Headcounts in hedge funds and proprietary trading firms tend to be lower than the large sell-side banks, but have grown fast at the pod shops. I still remember the SAC Capital trading floor in Stamford around twenty years ago, and its image was made famous on TV screens with the series Billions. But the growth in headcount at the large pod shops has been accompanied by a growth in the number of offices. Most of the big pod shops now have 20 offices. Millennium management is now twice as large as any other firm in terms of headcount. It only has around 20 proper offices, but it has a total of over 140 employee locations with PMs and their teams all over the world.
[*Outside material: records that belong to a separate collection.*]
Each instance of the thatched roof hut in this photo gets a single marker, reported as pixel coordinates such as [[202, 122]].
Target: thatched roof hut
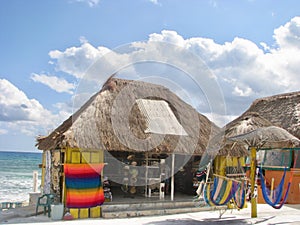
[[116, 119], [281, 110], [221, 145]]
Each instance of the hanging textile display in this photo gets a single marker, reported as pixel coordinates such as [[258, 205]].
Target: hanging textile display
[[83, 185], [278, 199], [223, 190], [239, 194], [47, 180], [220, 193]]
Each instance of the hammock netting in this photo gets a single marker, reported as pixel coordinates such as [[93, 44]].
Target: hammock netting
[[223, 190], [277, 199]]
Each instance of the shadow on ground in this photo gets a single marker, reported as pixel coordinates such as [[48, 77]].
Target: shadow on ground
[[189, 221]]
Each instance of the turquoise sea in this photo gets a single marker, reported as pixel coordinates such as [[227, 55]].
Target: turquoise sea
[[16, 175]]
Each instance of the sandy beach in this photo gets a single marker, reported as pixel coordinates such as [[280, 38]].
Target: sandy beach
[[288, 214]]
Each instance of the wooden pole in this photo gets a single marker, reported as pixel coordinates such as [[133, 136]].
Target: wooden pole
[[172, 177], [252, 180]]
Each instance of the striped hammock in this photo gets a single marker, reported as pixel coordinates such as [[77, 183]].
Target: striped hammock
[[83, 185], [239, 196], [223, 190], [278, 199]]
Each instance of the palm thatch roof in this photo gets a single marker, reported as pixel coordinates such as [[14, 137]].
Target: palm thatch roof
[[221, 145], [112, 120], [268, 137], [281, 110]]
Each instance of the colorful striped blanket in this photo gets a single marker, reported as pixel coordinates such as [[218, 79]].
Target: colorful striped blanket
[[83, 185]]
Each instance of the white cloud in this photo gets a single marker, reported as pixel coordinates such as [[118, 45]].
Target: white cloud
[[22, 114], [155, 2], [3, 131], [58, 84], [91, 3], [77, 60], [244, 70]]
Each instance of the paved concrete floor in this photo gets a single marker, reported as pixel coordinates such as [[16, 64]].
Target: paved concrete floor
[[288, 214]]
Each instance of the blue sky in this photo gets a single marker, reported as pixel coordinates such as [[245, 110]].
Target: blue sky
[[252, 47]]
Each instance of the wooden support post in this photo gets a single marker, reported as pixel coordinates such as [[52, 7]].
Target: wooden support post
[[252, 180]]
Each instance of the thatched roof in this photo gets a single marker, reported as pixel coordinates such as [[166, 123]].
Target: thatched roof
[[281, 110], [112, 120], [247, 122], [268, 137]]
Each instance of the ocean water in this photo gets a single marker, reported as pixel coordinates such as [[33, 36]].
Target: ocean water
[[16, 175]]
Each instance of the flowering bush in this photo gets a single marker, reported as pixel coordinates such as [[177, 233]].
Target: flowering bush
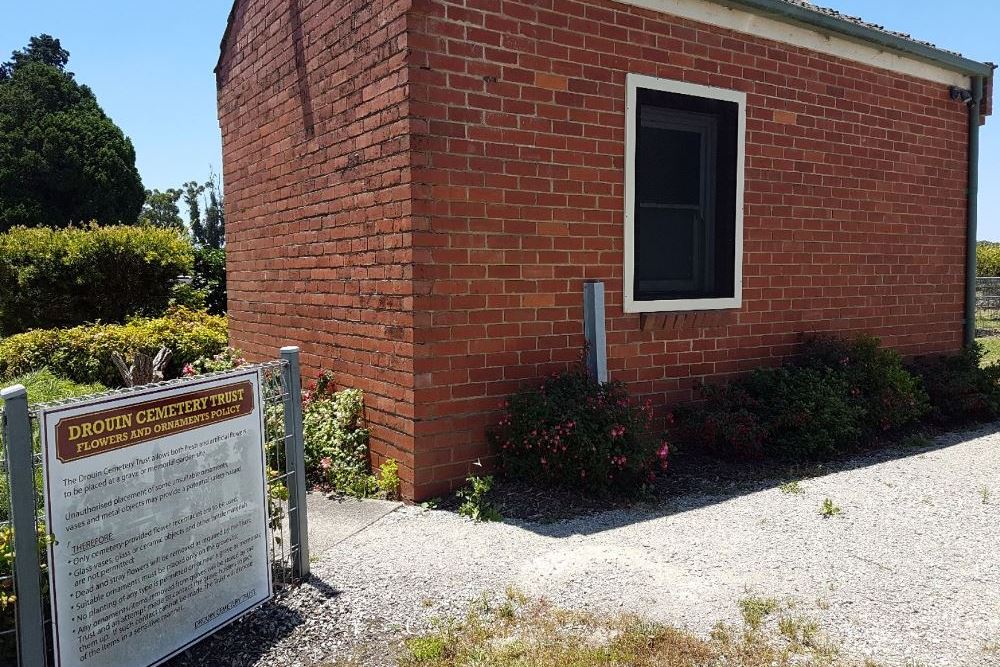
[[833, 397], [336, 438], [575, 432], [887, 395], [774, 413], [961, 389]]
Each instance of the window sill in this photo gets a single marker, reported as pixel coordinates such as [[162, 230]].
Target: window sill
[[681, 305], [691, 321]]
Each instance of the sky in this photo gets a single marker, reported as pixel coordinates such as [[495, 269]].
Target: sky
[[150, 65]]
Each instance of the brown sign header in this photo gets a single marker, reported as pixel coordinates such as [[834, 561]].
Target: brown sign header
[[98, 432]]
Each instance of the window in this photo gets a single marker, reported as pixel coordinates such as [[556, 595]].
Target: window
[[684, 148]]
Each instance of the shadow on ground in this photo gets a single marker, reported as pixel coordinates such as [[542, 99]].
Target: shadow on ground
[[694, 482], [253, 637]]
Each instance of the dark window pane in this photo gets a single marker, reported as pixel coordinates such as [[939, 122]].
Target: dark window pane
[[668, 243], [685, 196], [669, 166]]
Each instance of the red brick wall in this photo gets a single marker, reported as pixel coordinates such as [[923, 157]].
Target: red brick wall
[[855, 205], [314, 115], [416, 195]]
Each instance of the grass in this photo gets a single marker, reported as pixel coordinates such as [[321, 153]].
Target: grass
[[756, 609], [991, 347], [44, 386], [519, 632], [791, 488], [828, 509]]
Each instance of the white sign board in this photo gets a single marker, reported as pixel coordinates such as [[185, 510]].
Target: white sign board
[[157, 503]]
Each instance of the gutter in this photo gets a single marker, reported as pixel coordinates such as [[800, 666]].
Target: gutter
[[975, 105], [829, 23]]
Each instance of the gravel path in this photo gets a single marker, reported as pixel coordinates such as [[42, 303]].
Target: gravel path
[[908, 573]]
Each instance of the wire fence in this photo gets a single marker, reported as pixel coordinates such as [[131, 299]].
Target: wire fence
[[287, 529], [987, 307]]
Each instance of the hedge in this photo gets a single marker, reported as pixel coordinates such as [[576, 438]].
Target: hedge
[[83, 354], [987, 259], [65, 277]]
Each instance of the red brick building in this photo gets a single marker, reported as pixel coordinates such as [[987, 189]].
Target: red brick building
[[416, 191]]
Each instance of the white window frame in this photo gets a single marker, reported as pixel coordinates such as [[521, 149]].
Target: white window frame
[[632, 83]]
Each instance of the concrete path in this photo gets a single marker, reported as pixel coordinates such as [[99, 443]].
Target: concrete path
[[907, 574]]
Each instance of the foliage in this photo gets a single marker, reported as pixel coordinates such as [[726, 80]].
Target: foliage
[[886, 393], [208, 230], [226, 360], [62, 160], [83, 353], [210, 277], [533, 633], [474, 505], [828, 509], [783, 413], [336, 439], [833, 397], [575, 432], [8, 598], [160, 210], [961, 389], [65, 277], [987, 259], [44, 49], [387, 479], [44, 386]]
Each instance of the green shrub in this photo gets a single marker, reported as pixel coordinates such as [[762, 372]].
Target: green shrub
[[336, 439], [776, 413], [832, 397], [961, 390], [474, 504], [886, 393], [387, 479], [575, 432], [65, 277], [987, 259], [83, 353], [226, 360], [44, 386]]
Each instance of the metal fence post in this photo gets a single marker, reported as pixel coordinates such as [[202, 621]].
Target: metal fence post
[[594, 329], [27, 573], [295, 465]]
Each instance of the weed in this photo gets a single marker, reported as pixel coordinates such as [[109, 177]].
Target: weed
[[799, 631], [474, 504], [387, 480], [522, 633], [829, 509], [792, 488], [427, 648], [755, 609]]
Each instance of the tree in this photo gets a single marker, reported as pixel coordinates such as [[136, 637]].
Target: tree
[[192, 197], [62, 160], [215, 226], [161, 210], [44, 49]]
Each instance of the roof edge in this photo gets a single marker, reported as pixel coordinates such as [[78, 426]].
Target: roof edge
[[789, 12], [225, 36], [793, 13]]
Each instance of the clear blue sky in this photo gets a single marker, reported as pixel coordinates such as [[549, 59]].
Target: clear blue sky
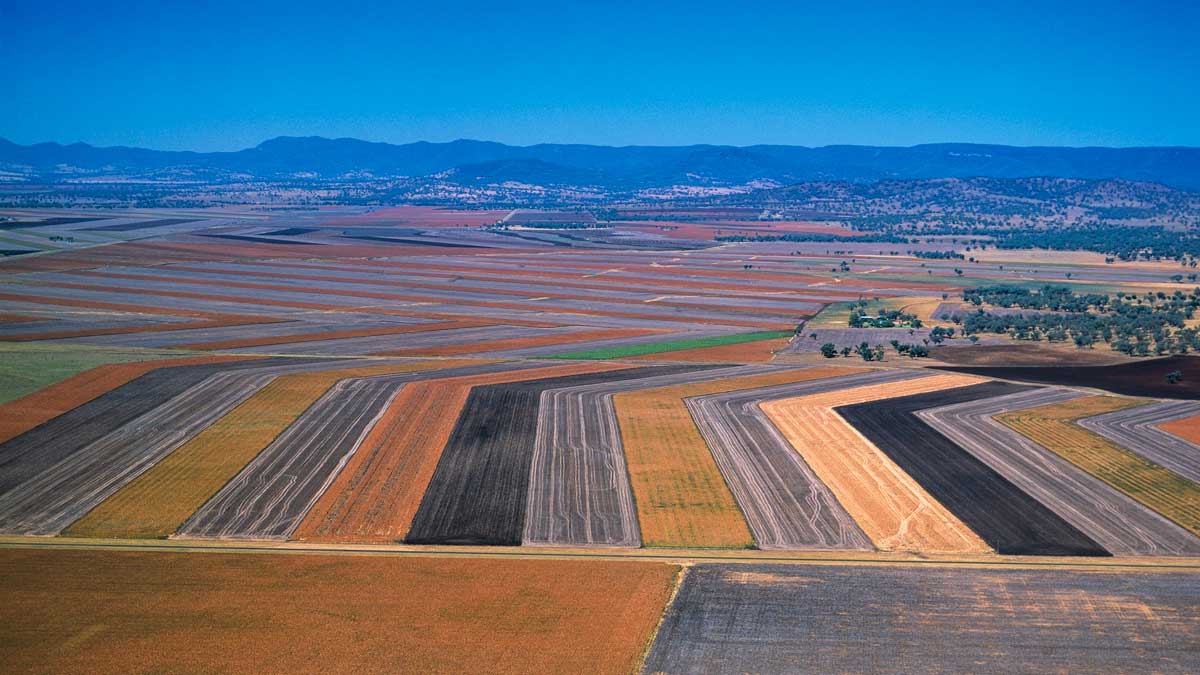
[[214, 76]]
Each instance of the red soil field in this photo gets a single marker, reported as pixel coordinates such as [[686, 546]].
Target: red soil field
[[421, 216], [377, 297], [377, 494], [142, 611], [448, 287], [29, 411], [474, 274], [519, 342], [208, 320], [333, 335], [708, 231], [1187, 428]]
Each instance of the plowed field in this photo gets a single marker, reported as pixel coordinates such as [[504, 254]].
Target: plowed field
[[892, 508], [1163, 490], [120, 611], [682, 497]]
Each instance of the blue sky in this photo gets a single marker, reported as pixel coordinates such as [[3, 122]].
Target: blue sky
[[215, 76]]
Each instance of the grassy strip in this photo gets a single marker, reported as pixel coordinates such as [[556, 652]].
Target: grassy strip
[[25, 369], [673, 345], [1161, 489]]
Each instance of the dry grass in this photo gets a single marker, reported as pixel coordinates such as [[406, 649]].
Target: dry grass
[[892, 508], [240, 344], [377, 494], [124, 611], [520, 342], [682, 496], [1163, 490], [159, 501]]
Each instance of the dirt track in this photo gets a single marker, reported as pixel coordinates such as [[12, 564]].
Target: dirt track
[[579, 487], [479, 493], [892, 508], [784, 501]]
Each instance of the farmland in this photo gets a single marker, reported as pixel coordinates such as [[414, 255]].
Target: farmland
[[1161, 489], [768, 619], [997, 511], [407, 440], [893, 509], [367, 614]]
This reflects its highly autonomous pod structure in contrast to the greater collaboration between Citadel’s different teams.
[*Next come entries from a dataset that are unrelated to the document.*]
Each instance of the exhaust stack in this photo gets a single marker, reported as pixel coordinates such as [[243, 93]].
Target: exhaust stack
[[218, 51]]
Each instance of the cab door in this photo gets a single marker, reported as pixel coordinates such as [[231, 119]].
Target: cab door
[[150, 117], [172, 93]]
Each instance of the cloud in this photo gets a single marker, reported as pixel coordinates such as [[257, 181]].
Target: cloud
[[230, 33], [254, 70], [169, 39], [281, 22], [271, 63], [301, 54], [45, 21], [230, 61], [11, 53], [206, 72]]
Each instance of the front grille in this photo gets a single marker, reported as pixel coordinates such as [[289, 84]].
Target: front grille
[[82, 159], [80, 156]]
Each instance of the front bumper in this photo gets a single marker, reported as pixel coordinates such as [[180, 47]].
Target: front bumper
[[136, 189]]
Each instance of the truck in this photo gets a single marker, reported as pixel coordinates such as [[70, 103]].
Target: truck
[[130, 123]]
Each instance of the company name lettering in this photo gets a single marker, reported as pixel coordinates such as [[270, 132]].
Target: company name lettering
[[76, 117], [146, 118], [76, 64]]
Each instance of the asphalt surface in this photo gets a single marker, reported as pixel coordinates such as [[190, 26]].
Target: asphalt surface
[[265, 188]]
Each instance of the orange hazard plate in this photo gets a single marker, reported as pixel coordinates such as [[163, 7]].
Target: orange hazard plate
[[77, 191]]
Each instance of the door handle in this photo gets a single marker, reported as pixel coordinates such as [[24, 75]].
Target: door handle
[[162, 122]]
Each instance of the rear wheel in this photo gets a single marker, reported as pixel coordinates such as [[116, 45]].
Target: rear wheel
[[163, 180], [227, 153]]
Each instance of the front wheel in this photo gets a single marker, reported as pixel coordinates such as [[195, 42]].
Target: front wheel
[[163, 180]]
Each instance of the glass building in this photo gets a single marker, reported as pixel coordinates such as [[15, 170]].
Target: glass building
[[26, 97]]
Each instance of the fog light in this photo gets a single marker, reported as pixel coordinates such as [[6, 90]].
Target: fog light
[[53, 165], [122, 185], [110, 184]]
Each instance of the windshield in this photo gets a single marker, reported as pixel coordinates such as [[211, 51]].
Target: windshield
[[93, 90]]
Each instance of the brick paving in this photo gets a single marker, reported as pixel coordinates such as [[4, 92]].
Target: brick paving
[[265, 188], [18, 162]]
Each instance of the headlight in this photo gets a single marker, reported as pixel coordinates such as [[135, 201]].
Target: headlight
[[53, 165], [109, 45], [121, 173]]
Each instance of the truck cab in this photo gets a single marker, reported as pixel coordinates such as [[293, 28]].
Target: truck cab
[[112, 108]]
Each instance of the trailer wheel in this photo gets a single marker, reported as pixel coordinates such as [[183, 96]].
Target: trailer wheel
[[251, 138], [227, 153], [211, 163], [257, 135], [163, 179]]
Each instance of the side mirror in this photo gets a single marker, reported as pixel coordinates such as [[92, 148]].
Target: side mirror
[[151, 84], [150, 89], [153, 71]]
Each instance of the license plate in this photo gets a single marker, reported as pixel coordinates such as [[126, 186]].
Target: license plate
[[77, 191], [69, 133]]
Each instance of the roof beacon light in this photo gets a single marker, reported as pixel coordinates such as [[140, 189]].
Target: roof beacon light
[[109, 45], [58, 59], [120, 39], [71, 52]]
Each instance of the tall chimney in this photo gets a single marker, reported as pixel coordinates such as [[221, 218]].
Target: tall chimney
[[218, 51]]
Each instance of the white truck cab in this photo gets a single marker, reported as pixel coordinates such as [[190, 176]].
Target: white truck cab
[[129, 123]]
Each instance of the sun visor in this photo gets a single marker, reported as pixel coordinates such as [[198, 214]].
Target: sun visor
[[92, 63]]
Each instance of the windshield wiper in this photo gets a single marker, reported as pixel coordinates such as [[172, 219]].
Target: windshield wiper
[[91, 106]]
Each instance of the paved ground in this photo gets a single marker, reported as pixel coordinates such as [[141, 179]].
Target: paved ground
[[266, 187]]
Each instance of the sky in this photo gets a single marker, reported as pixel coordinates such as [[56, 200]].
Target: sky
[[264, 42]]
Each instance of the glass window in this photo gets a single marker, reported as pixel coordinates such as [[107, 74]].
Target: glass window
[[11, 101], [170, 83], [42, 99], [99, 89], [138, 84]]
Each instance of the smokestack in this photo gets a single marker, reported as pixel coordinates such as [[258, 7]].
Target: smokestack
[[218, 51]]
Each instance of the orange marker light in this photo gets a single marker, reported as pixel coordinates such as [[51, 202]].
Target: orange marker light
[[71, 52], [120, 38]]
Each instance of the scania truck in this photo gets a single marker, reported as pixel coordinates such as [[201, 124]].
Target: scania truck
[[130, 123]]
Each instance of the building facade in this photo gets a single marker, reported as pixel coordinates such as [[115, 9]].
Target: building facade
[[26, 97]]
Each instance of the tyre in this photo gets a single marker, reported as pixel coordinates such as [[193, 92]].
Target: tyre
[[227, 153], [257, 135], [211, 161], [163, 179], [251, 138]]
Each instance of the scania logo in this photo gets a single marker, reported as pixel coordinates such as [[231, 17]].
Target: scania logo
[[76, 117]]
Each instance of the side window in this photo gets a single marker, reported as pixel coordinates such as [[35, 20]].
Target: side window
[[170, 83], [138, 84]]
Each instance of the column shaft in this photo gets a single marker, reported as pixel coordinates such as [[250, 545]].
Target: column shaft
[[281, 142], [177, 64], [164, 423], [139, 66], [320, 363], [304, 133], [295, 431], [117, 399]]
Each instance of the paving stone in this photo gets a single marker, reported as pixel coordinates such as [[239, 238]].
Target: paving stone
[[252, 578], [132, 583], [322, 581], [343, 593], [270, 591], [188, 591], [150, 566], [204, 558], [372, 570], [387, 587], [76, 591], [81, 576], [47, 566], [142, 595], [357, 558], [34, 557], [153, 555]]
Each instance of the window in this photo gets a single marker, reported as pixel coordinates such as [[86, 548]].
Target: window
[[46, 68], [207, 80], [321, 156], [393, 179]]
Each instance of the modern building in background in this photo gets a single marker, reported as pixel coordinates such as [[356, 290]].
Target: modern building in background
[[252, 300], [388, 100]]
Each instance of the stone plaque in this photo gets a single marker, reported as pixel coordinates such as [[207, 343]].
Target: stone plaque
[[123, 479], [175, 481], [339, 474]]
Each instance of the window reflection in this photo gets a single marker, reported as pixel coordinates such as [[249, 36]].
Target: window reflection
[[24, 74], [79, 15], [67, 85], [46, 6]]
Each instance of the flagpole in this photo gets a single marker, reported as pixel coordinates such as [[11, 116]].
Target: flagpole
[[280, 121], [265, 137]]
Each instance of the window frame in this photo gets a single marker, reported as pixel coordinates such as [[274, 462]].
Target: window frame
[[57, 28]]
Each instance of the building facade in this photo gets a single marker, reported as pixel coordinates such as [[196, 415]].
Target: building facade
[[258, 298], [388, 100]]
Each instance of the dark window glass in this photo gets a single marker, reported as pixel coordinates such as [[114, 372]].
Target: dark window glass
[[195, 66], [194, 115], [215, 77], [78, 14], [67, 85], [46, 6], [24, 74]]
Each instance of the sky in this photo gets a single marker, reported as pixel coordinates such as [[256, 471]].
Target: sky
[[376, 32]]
Out of the proprietary trading firms, the largest in headcount is Jane Street at just over 3,000. Unlike the pod shops, this is highly concentrated. The firm has 5 locations, with the New York office by far the dominant one. Revenue growth is driving expansions in those cities rather than new locations. New York, London, Hong Kong
Jane Street’s trading floor was made famous by Sam Bankman-Fried. It is known for the contrast between its maths Olympiads and tech geeks and the alpha noisy traditional sell-side bank trading desks. But many of the details are also very interesting.
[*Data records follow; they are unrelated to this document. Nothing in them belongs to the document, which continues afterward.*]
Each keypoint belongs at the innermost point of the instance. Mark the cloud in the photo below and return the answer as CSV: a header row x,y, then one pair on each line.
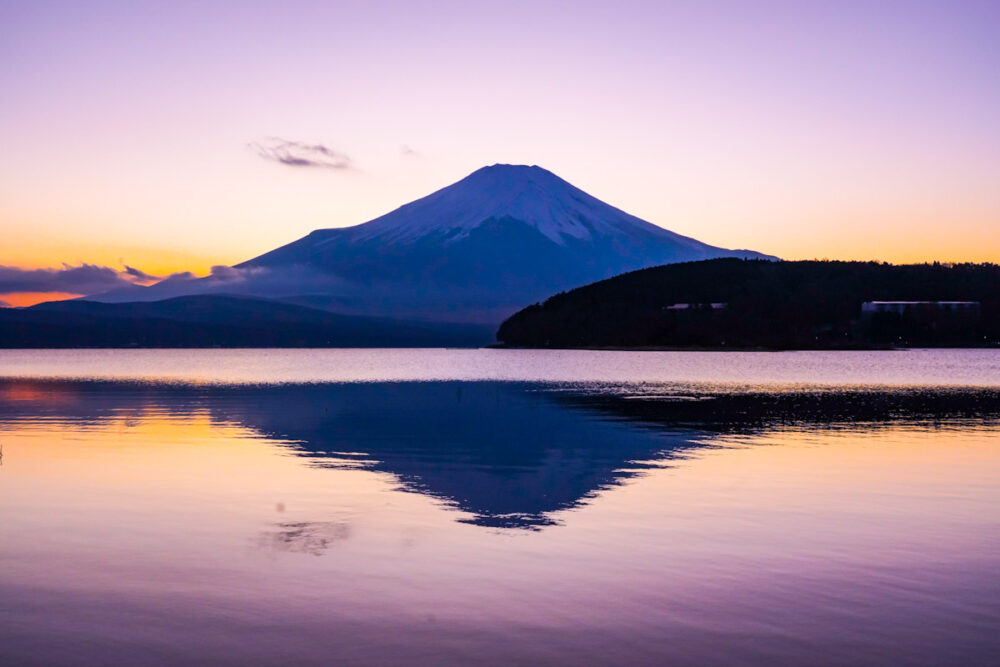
x,y
300,154
82,279
138,275
180,276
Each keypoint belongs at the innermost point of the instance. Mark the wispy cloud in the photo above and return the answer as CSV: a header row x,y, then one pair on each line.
x,y
139,275
82,279
301,154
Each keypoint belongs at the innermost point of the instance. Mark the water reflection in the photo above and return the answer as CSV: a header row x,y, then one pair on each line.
x,y
537,524
506,455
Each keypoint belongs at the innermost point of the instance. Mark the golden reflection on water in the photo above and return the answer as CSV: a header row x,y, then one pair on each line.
x,y
867,537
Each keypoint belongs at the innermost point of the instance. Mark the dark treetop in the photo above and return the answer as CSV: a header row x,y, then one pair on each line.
x,y
734,303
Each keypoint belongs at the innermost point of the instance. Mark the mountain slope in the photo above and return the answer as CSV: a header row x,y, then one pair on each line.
x,y
477,250
767,304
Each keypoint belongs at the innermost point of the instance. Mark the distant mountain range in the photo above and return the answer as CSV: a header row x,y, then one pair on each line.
x,y
476,251
218,321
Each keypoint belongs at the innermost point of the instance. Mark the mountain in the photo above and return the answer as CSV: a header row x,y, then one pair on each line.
x,y
217,321
477,251
732,303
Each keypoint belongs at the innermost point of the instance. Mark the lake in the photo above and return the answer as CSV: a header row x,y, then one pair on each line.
x,y
496,507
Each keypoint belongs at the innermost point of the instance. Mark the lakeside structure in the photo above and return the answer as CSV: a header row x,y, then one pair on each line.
x,y
901,307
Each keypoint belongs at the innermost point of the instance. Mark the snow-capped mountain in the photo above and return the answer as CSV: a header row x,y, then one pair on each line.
x,y
478,250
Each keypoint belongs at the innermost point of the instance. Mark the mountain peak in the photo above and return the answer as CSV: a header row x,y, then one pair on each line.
x,y
526,193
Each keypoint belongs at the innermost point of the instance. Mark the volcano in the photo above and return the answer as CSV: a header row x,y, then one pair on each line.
x,y
476,251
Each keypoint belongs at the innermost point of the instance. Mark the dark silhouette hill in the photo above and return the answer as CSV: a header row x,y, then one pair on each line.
x,y
734,303
217,321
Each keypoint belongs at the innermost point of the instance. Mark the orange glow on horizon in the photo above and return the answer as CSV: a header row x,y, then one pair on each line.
x,y
22,299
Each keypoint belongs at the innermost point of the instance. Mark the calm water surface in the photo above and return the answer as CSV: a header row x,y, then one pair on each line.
x,y
499,507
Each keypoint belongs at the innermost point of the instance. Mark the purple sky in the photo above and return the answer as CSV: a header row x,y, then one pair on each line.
x,y
144,132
Firstly, there is an obsession with trading floor design and setup – who and which teams should sit next to each other to get the optimal information flow around the firm. This is something the sell side has looked into for decades, but Jane Street seems even more focused on it than others. Large desk moves happen twice a year, and smaller moves happen more regularly. To ensure that the existing desk setups are not disturbed, Jane Street has moveable desks on wheels. So rather than logging on and off and having to pack your things in crates, you keep the same desk, and it moves with you.
Unlike pod shops, where teams are paid independently based on the performance of their pods and the costs passed through to their investors, at Jane Street, the compensation is based not on pure individual output but on collaboration, innovation, team performance, and firm-wide results. Traders and researchers do not have individual P&L metrics, and the emphasis is on team sport. This reinforces the importance of the trading floor culture.
Secondly, there is a significant focus on the environment, from lighting to cooling. As trading floors have evolved since the days I used to spend time on them, as well as the human density, the additional computing power being deployed creates a lot of heat, and in a recent podcast, Jane Street talked about their focus on cooling systems using false floors. https://signalsandthreads.com/the-thermodynamics-of-trading/
Thirdly, there is considerable attention paid to desktop real estate and ensuring that users have the right number and types of applications they need to use. The firm is also building out a team focused on User Interface Design. It famously builds a lot more in-house than many firms, and its user design team is particularly focused on ensuring that applications require a minimum amount of keystrokes and time to use.







Every story about financial markets needs a reference to Trading Places. Years ago I worked at Bloomberg, whose offices are of course modeled on the trading floors to whose traders Bloomberg sells its terminals. It takes a very certain kind of person to thrive in a trading floor environment, or even one, such as at Bloomberg, which tries to replicate that environment. Suffice it to say, it's not for me but clearly there are a lot of people who do thrive in these environments.